One of my areas of interest is how commercial video games – not the educational efforts you remember playing on the BBC Micro at school, but the big “triple A” commercial releases such as Civilization and Assassin’s Creed – have already helped make us better-educated, well-rounded people. For this view to be accepted, however, it often feels as though the image of video games, and that of the people who play them, must first be defended, and explained.
My office colleagues, for example, provide some not inconsiderable evidence for the defence, and certainly don’t fit the image of the borderline sociopathic, culturally myopic Neanderthals so often associated with “gamers” in the media, and in the eyes of deluded, corrupt politicians. In an office of four, three of us are men (or, at least, very large boys) in our thirties, who have grown up with video games. Like the current generation of ‘digital natives’, for whom Google, Wikipedia and Facebook are part of the furniture, our generation is arguably that of the ‘gaming native’.

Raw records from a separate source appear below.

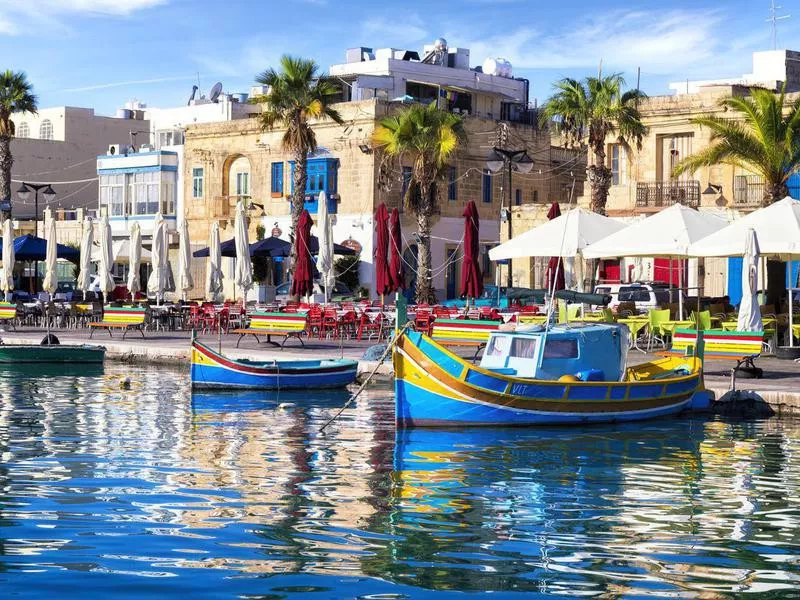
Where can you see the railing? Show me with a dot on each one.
(666, 193)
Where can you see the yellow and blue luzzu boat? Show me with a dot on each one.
(569, 374)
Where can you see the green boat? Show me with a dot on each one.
(51, 353)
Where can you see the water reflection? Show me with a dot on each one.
(165, 492)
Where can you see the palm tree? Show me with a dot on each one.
(296, 95)
(429, 137)
(762, 136)
(586, 113)
(16, 95)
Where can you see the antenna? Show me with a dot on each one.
(773, 19)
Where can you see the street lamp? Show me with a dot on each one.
(512, 160)
(24, 194)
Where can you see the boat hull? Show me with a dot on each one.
(435, 388)
(212, 370)
(56, 353)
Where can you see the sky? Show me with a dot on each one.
(101, 53)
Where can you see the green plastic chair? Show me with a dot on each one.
(655, 319)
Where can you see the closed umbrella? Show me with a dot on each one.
(383, 282)
(135, 260)
(471, 279)
(104, 268)
(85, 274)
(157, 282)
(214, 268)
(396, 270)
(749, 311)
(8, 257)
(325, 256)
(555, 266)
(50, 283)
(243, 276)
(185, 281)
(302, 279)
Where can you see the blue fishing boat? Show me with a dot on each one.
(212, 370)
(568, 374)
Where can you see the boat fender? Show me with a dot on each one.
(49, 340)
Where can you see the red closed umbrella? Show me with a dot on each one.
(303, 278)
(383, 282)
(397, 273)
(471, 278)
(555, 266)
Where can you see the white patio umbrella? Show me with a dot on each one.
(7, 283)
(85, 274)
(134, 260)
(185, 281)
(157, 282)
(667, 234)
(214, 268)
(325, 255)
(104, 268)
(243, 275)
(50, 283)
(749, 312)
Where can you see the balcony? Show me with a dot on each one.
(659, 194)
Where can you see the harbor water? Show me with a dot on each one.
(121, 483)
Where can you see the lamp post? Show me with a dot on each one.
(24, 194)
(512, 160)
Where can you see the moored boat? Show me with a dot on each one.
(568, 374)
(213, 370)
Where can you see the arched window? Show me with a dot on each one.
(46, 130)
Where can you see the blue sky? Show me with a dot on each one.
(100, 53)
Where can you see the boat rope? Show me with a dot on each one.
(363, 385)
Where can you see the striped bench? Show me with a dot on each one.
(742, 346)
(463, 332)
(8, 313)
(286, 325)
(121, 318)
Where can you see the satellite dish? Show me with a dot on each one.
(213, 95)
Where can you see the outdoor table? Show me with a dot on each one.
(635, 326)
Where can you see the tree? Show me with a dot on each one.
(429, 137)
(297, 95)
(586, 113)
(16, 95)
(762, 136)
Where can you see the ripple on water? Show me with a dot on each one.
(152, 491)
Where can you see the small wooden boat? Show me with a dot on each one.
(51, 353)
(569, 374)
(211, 369)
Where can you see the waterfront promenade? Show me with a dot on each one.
(780, 386)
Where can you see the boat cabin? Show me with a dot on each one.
(569, 352)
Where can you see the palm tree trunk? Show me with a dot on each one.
(5, 168)
(298, 195)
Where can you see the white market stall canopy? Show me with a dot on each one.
(777, 227)
(120, 252)
(565, 236)
(668, 233)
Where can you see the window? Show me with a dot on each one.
(487, 186)
(144, 193)
(407, 172)
(277, 180)
(452, 185)
(243, 184)
(197, 182)
(619, 164)
(46, 130)
(112, 194)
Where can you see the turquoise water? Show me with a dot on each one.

Weaned on the Nintendo Entertainment System, Sinclair Spectrum and Acorn Electron – and still playing today on our PS3s, Xbox 360s and Wiis – we’ve pretty much turned out, well, alright. We all hold down jobs in academia and between us have degrees in Law, English, Geology and Information Technology, plus one PhD almost in the bag and another about to begin. We all have partners, children, mortgages and a slight propensity for beer. We’re pretty normal, and officially Not Sociopathic.
One of our number, who admits to learning what the Manhattan Project was from Civilization*, is something of an oracle on all things historical and cultural – particularly when it comes to the Classics. He’s also equally comfortable with the idea of decapitating a Goblin Warlord in Oblivion, or shooting a fleeing suspect in the back in L.A. Noire. The second of my officemates, one of the most erudite gentlemen you’ll ever meet, is equally adept at explaining binary translation technologies as he is recounting the bloody demise of some on-screen foe, or contributing to the body of online Dark Souls knowledge. These two sets of skills complement one another: possessing both has not yet resulted in bloody violence spilling over into our research activities.

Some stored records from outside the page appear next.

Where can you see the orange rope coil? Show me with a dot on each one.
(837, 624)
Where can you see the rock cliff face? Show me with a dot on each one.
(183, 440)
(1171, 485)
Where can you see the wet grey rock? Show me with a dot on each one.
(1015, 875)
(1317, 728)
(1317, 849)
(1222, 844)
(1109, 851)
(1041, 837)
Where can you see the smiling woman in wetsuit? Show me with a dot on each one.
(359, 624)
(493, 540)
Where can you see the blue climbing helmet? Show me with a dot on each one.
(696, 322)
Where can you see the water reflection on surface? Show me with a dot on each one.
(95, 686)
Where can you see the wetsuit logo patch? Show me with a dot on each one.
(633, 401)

And what of that fourth colleague, so far unaccounted for? Well, she has learned to tolerate the game-related office chat, and become quite adept at filtering out the admittedly inane discussions that focus on the merits of a +5 Drake Sword versus the +4 Lightning Spear. One could argue that video games, however indirectly, have blessed her with an understanding of the art of selective listening.
* He’s keen to stress that he learned this as a teenager, who shouldn’t necessarily have known the de facto name of the nuclear programme that gave the world atomic bombs.